Take Pythia-Chat-Base-7, a fine-tuned system you’ve reviewed based on EleutherAI’s Pythia 7B, which we’ve reviewed.
Pythia-Chat-Base-7 reveals the training dataset is OpenDataHub. That repository shows that the data is shared as links to Google Drives (if I read the code correctly). If one is interested in retraining Pythia-Chat-Base-7 (why would one want to do that is not for me to ask at this moment, but I reserve the right to ask later) one would have to go to OpenDataHub and get the datasets. But there is also the chance that the data is not there anymore, as links go stale.
If I understand @juliaferraioli’s argument (please chime in), this sort of disclosure isn’t satisfactory of her requirements because links to Google Drives are not versioned, there is no easy way of forking the dataset, there is no hash of the exact dataset used for the finetuning. Quoting from above:
And yet, in your paper the LLM Data box for Pythia-Chat-Base-7 is green.
Similar issue for OLMo 7B Instruct, the model card says:
For training data details, please see the Dolma, Tulu 2, and UltraFeedback documentation.
Which version of Tulu 2 and UltraFeedback was used? That would fail Julia’s criteria, too… And that’s the top scoring model.

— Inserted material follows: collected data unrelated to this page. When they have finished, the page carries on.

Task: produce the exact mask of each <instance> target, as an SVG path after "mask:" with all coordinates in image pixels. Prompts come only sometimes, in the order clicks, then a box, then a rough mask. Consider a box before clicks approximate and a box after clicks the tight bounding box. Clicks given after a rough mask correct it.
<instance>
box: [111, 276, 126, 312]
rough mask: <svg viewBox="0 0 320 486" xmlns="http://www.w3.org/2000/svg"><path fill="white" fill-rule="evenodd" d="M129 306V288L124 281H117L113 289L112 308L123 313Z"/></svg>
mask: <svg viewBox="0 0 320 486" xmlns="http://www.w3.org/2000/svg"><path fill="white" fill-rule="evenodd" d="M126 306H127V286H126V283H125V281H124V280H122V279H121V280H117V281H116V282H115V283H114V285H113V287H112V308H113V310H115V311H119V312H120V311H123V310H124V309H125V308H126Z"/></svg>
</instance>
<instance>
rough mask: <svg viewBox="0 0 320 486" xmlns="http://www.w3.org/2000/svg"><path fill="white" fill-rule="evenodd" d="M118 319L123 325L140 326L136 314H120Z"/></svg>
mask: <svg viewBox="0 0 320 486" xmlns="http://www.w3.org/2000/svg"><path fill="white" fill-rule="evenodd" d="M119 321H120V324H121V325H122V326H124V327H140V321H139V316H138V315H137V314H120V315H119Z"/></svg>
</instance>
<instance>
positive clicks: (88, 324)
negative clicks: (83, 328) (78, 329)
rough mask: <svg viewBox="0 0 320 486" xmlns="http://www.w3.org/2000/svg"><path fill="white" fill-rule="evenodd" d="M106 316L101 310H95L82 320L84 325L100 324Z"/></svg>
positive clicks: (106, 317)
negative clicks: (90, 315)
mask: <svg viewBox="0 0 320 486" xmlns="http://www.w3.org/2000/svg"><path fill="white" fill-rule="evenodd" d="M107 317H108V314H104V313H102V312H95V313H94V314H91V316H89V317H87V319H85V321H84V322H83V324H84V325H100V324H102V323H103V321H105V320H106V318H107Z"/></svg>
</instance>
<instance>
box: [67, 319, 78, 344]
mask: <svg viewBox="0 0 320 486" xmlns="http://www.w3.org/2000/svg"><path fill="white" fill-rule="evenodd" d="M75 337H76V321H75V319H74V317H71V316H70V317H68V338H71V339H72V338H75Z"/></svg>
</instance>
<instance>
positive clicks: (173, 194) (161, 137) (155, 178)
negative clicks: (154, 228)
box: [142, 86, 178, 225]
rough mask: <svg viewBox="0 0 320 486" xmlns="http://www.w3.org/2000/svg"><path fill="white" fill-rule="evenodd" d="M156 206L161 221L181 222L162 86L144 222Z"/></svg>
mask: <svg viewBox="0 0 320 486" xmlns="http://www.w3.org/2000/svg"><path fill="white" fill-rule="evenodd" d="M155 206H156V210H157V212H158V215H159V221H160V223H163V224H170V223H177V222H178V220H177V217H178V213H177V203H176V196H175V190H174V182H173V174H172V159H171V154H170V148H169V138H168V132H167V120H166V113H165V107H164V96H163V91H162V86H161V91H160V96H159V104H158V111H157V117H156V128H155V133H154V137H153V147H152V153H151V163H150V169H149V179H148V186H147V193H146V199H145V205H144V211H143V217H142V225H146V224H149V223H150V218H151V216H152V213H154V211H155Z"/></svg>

Now, even more complicated: the ancestor of Pythia 7B is built on the the Pile dataset. Pythia-7B is one of the most well documented model out there, code, data, papers, community… all open. The dataset it’s built on was public, too but the Pile was subject to a takedown request for alleged copyright violation and is not available anymore.

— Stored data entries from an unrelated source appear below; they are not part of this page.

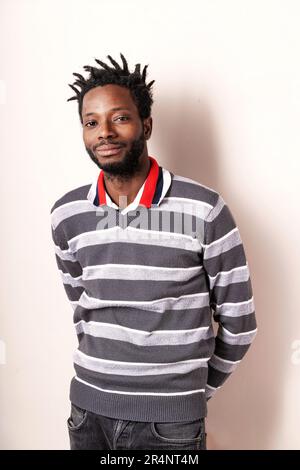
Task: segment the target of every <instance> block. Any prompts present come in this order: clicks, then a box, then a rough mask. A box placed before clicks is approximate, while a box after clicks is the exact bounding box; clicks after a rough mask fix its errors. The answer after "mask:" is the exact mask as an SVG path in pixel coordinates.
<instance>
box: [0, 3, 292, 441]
mask: <svg viewBox="0 0 300 470" xmlns="http://www.w3.org/2000/svg"><path fill="white" fill-rule="evenodd" d="M0 9H1V11H0V17H1V20H0V22H1V23H0V48H1V72H0V109H1V140H0V141H1V166H2V168H1V182H0V190H1V213H2V222H3V223H2V226H1V246H2V250H1V266H2V270H1V274H2V275H1V330H0V338H1V341H0V379H1V397H0V416H1V422H0V426H1V435H0V441H1V444H0V446H1V448H2V449H55V448H56V449H67V448H69V442H68V435H67V427H66V419H67V417H68V415H69V408H70V406H69V399H68V393H69V382H70V380H71V377H72V376H73V367H72V354H73V350H74V348H75V347H76V337H75V331H73V326H72V314H73V310H72V308H71V306H70V305H69V303H68V301H67V297H66V294H65V292H64V290H63V286H62V283H61V279H60V277H59V273H58V271H57V267H56V264H55V258H54V252H53V246H52V240H51V234H50V217H49V212H50V208H51V206H52V204H53V203H54V201H55V200H56V199H57V198H58V197H60V196H61V195H63V194H64V193H65V192H67V191H68V190H70V189H72V188H75V187H77V186H81V185H84V184H88V183H89V182H91V181H92V179H93V178H94V177H95V175H96V174H97V173H98V169H97V167H96V165H94V164H93V163H92V162H91V161H90V158H89V156H88V155H87V153H86V151H85V148H84V145H83V141H82V135H81V127H80V123H79V117H78V111H77V102H74V101H71V102H68V103H67V102H66V100H67V98H69V97H70V96H73V94H74V93H73V92H72V90H71V89H70V87H68V83H73V81H74V80H75V77H74V76H73V75H72V72H78V73H83V74H84V75H85V72H84V70H83V65H88V64H89V65H96V62H95V61H94V58H99V59H102V60H106V56H107V55H108V54H110V55H112V57H114V58H115V59H117V60H119V58H120V56H119V53H120V52H122V53H123V54H124V55H125V57H126V58H127V59H128V61H129V65H130V66H131V67H134V65H135V64H136V63H138V62H141V63H142V64H143V65H144V64H149V67H148V70H149V76H148V80H152V79H155V80H156V82H155V84H154V87H153V88H154V99H155V103H154V106H153V124H154V128H153V135H152V138H151V140H150V141H149V143H148V149H149V153H150V155H153V156H155V158H157V160H158V161H159V163H160V164H162V165H163V166H165V167H166V168H168V169H170V170H171V171H173V172H175V173H177V174H181V175H183V176H187V177H191V178H193V179H196V180H198V181H199V182H202V183H203V184H205V185H207V186H210V187H212V188H214V189H216V190H217V191H219V192H220V193H221V194H222V196H223V197H224V199H225V200H226V202H227V203H228V205H229V207H230V208H231V210H232V212H233V214H234V215H235V217H236V221H237V224H238V226H239V228H240V232H241V235H242V238H243V242H244V245H245V249H246V254H247V258H248V263H249V267H250V271H251V277H252V284H253V290H254V298H255V305H256V313H257V320H258V327H259V333H258V335H257V337H256V339H255V341H254V343H253V345H252V347H251V348H250V350H249V352H248V353H247V355H246V356H245V358H244V360H243V361H242V363H241V364H240V365H239V367H238V369H237V370H236V371H235V372H234V373H233V375H232V376H231V378H230V379H229V380H228V381H227V382H226V384H225V385H224V386H223V388H222V389H221V390H220V391H219V392H218V393H217V395H216V396H215V397H214V398H213V399H212V400H211V401H210V402H209V414H208V419H207V431H208V447H209V448H210V449H300V434H299V411H300V407H299V394H300V383H299V376H300V374H299V372H300V316H299V313H298V292H297V290H298V291H299V274H298V271H299V263H300V256H299V235H298V234H299V230H300V224H299V208H298V207H299V206H298V205H299V170H300V168H299V167H300V165H299V152H300V139H299V135H300V134H299V122H300V86H299V83H300V67H299V60H298V58H299V56H300V50H299V49H300V32H299V27H298V26H299V14H300V4H299V2H298V1H296V0H295V1H292V0H285V1H283V0H281V1H280V0H251V1H250V0H243V1H239V0H227V1H226V2H225V1H223V0H212V1H205V0H187V1H186V2H181V1H177V0H164V1H163V2H155V1H153V2H148V1H145V0H144V1H143V0H142V1H141V0H131V1H130V0H128V1H125V2H124V1H123V0H114V1H113V2H110V1H103V0H102V1H101V0H98V1H95V0H77V1H75V0H70V1H69V0H64V1H59V2H58V1H57V2H53V0H52V1H51V0H12V1H11V0H2V1H1V6H0Z"/></svg>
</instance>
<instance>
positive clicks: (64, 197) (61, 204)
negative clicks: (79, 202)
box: [50, 183, 92, 214]
mask: <svg viewBox="0 0 300 470" xmlns="http://www.w3.org/2000/svg"><path fill="white" fill-rule="evenodd" d="M91 185H92V183H89V184H85V185H84V186H79V187H78V188H73V189H70V190H69V191H68V192H66V193H65V194H63V195H62V196H61V197H59V198H58V199H57V200H56V201H55V202H54V204H53V205H52V207H51V209H50V214H52V212H53V211H54V210H55V209H57V208H58V207H61V206H63V205H64V204H68V203H71V202H75V201H85V200H86V199H87V195H88V192H89V190H90V188H91Z"/></svg>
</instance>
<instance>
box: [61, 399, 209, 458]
mask: <svg viewBox="0 0 300 470" xmlns="http://www.w3.org/2000/svg"><path fill="white" fill-rule="evenodd" d="M67 426H68V432H69V438H70V449H71V450H108V449H109V450H119V449H123V450H124V449H132V450H138V449H143V450H151V449H156V450H159V449H165V450H168V449H173V450H178V451H179V450H206V432H205V418H199V419H196V420H193V421H182V422H168V423H160V422H143V421H127V420H123V419H115V418H109V417H108V416H102V415H98V414H95V413H92V412H91V411H87V410H83V409H82V408H79V407H78V406H77V405H74V404H73V403H71V412H70V417H69V418H68V420H67Z"/></svg>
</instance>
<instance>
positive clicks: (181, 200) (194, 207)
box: [161, 196, 212, 219]
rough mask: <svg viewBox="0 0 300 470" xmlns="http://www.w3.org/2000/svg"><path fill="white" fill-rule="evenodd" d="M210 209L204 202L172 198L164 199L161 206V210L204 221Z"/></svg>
mask: <svg viewBox="0 0 300 470" xmlns="http://www.w3.org/2000/svg"><path fill="white" fill-rule="evenodd" d="M211 208H212V206H211V205H210V204H208V203H207V202H204V201H199V200H197V199H188V198H184V197H174V196H172V197H165V199H164V203H163V205H162V206H161V209H162V210H169V211H172V212H179V213H182V214H189V215H194V216H195V217H198V218H199V219H205V217H206V216H207V214H208V213H209V211H210V210H211Z"/></svg>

The Pile is no longer hosted or distributed by The-Eye or afils.
It is however still shared among the AI/ML community presumably for its historical significance and so can still be found via public torrents.Hashes of the original dataset can be obtained from eleuther.ai at request.

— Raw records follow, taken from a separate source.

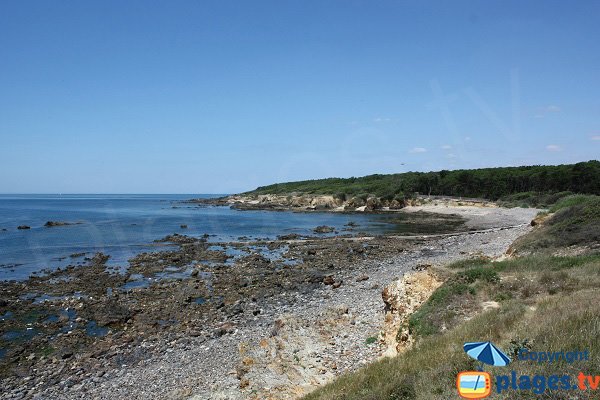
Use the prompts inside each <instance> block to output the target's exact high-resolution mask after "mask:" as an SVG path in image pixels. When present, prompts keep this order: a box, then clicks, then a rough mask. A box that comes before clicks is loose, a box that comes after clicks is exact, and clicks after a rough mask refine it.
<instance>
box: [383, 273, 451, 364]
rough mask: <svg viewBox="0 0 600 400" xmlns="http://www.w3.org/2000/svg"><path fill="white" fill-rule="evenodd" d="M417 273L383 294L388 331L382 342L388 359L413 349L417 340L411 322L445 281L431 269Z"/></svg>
mask: <svg viewBox="0 0 600 400" xmlns="http://www.w3.org/2000/svg"><path fill="white" fill-rule="evenodd" d="M424 269H425V270H424V271H418V272H413V273H410V274H407V275H404V276H403V277H402V278H400V279H398V280H396V281H394V282H392V283H391V284H390V285H388V286H387V287H385V288H384V289H383V291H382V293H381V297H382V298H383V302H384V303H385V320H384V328H383V331H382V333H381V340H382V341H383V343H384V346H385V348H386V350H385V352H384V356H387V357H393V356H395V355H397V354H398V353H401V352H403V351H405V350H406V349H408V348H409V347H410V346H412V344H413V342H414V339H413V338H412V337H411V335H410V333H409V331H408V319H409V317H410V316H411V315H412V313H414V312H415V311H416V310H417V309H418V308H419V306H421V304H423V303H424V302H425V301H426V300H427V299H428V298H429V296H431V294H432V293H433V292H434V291H435V289H437V288H438V287H439V286H440V285H441V284H442V281H441V280H439V279H438V278H437V277H436V276H435V275H434V274H433V273H431V272H430V271H429V270H428V268H424Z"/></svg>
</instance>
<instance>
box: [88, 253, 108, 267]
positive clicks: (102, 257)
mask: <svg viewBox="0 0 600 400" xmlns="http://www.w3.org/2000/svg"><path fill="white" fill-rule="evenodd" d="M109 258H110V256H107V255H106V254H104V253H96V254H94V257H92V258H91V259H90V261H91V262H92V264H94V265H102V264H104V263H106V262H107V261H108V259H109Z"/></svg>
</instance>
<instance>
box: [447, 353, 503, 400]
mask: <svg viewBox="0 0 600 400" xmlns="http://www.w3.org/2000/svg"><path fill="white" fill-rule="evenodd" d="M463 349H464V350H465V353H467V354H468V355H469V356H470V357H472V358H474V359H475V360H477V361H479V362H480V367H479V371H464V372H461V373H459V374H458V376H457V377H456V389H457V390H458V394H459V395H460V397H462V398H465V399H483V398H486V397H488V396H489V395H490V393H491V392H492V380H491V377H490V374H489V373H487V372H484V371H483V364H488V365H493V366H497V367H504V366H506V365H508V364H509V363H510V358H508V356H507V355H506V354H504V353H503V352H502V350H500V349H499V348H498V347H496V346H495V345H494V344H493V343H492V342H470V343H465V345H464V346H463Z"/></svg>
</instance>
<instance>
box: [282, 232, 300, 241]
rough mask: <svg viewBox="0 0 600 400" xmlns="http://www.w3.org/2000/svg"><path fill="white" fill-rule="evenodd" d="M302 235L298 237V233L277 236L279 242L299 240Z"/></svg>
mask: <svg viewBox="0 0 600 400" xmlns="http://www.w3.org/2000/svg"><path fill="white" fill-rule="evenodd" d="M299 238H300V235H298V234H297V233H288V234H287V235H279V236H277V239H278V240H295V239H299Z"/></svg>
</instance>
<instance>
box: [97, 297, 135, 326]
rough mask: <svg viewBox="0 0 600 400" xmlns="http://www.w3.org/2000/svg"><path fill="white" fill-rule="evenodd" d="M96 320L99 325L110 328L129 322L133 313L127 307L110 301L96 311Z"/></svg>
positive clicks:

Now what do we do? If I can imagine of an Open Source AI, Pythia-7B must be one. It probably even matched @juliaferraioli’s high bar for a few months. But now, what’s Pythia-7B today?
And yet, all of these systems are at the top of the charts for transparency, and reproducibility. If you look at the preliminary results of the validation phase, Pythia and OLMo both would be Open Source AI, while Falcon, Grok, Llama, Mistral would not because they don’t share Data information.
Is the draft Open Source AI Definition working as intended? Can we please get more eyeballs to review systems?